سَوُّوْا صُفُوْفَكُمْ فَإِنَّ تَسْوِيَةَ الصَّفِّ مِنْ تَمَامِ الصَّلاَةِ



“Luruskan shaf-shaf kalian, karena sesungguhnya meluruskan shaf termasuk kesempurnaan sholat”. (HR. Muslim)


كَانَ رَسُوْلُ اللهِ صَلَّى اللهُ عَلَيْهِ وَسَلَّمَ يُسَوِّي صُفُوْفَنَا حَتَّى كَأَنَّمَا يُسَوِّي بِهَا الْقِدَاحَ حَتَّى رَأَى أَنَّا قَدْ عَقَلْنَا عَنْهُ. ثُمَّ خَرَجَ يَوْمًا فَقَامَ حَتَّى كَادَ يُكَبِّرُ فَرَأَى رَجُلاً بَادِيًا صَدْرَهُ مِنَ الصَّفِّ فَقَالَ: عِبَادَ اللهِ ! لَتَسُوُّنَّ صُفُوْفَكُمْ أَوْ لَيُخَالِفَنَّ اللهُ بَيْنَ وُجُوْهِكُمْ



“Dulu Rasulullah Shallallahu ‘alaihi wasallam meluruskan shaf kami sehingga seakan beliau meluruskan anak panah (ketika diruncingkan,pen), sampai beliau menganggap kami telah memahaminya.
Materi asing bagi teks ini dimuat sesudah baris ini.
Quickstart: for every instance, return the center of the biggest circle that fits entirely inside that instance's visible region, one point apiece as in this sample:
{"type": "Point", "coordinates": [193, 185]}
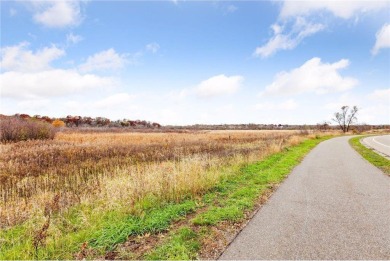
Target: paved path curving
{"type": "Point", "coordinates": [334, 205]}
{"type": "Point", "coordinates": [380, 144]}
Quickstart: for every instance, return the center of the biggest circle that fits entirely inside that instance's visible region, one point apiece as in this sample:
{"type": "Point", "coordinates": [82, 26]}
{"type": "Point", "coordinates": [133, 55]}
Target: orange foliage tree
{"type": "Point", "coordinates": [58, 123]}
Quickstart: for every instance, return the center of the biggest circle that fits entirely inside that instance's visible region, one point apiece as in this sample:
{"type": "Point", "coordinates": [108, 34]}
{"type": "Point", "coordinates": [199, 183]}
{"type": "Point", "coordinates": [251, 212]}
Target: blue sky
{"type": "Point", "coordinates": [187, 62]}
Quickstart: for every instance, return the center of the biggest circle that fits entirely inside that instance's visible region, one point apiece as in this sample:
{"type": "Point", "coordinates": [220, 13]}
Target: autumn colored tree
{"type": "Point", "coordinates": [58, 123]}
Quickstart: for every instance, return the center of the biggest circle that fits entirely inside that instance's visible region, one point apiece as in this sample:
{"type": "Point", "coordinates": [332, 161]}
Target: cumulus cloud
{"type": "Point", "coordinates": [381, 95]}
{"type": "Point", "coordinates": [284, 39]}
{"type": "Point", "coordinates": [20, 58]}
{"type": "Point", "coordinates": [57, 14]}
{"type": "Point", "coordinates": [300, 19]}
{"type": "Point", "coordinates": [29, 74]}
{"type": "Point", "coordinates": [73, 38]}
{"type": "Point", "coordinates": [312, 76]}
{"type": "Point", "coordinates": [219, 85]}
{"type": "Point", "coordinates": [12, 12]}
{"type": "Point", "coordinates": [382, 39]}
{"type": "Point", "coordinates": [55, 82]}
{"type": "Point", "coordinates": [108, 59]}
{"type": "Point", "coordinates": [152, 47]}
{"type": "Point", "coordinates": [342, 9]}
{"type": "Point", "coordinates": [284, 106]}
Beliau pernah keluar pada suatu hari, lalu beliau berdiri sampai beliau hampir bertakbir, maka tiba-tiba beliau melihat seseorang yang membusungkan dadanya dari shaf. Maka beliau bersabda, “Wahai para hamba Allah, kalian akan benar-benar akan meluruskan shaf kalian atau Allah akan membuat wajah-wajah kalian berselisih.” (HR.Muslim)


أَقِيْمُوْا صُفُوْفَكُمْ وَتَرَاصُّوْا فَإِنِّي أَرَاكُمْ مِنْ وَرَاءِ ظَهْرِيْ


“Tegakkanlah shaf-shaf kalian dan rapatkan karena sesungguhnya aku bisa melihat kalian dari balik punggungku”. (HR. Bukhari )

Dengan pedoman dari hadits Rasulullah SAW itu semakin jelas bahwa merapatkan shaf dan juga meluruskan adalah merupakan keutamaan menegakkan shalat berjama’ah. Bahkan menurut Ustadz Abu Sangkan bahwa dengan menempelnya satu bahu dengan yang lain akan mengikat maknet, sehingga kekhusukan akan berpengaruh pada jama’ah sisi kanan dan kirinya.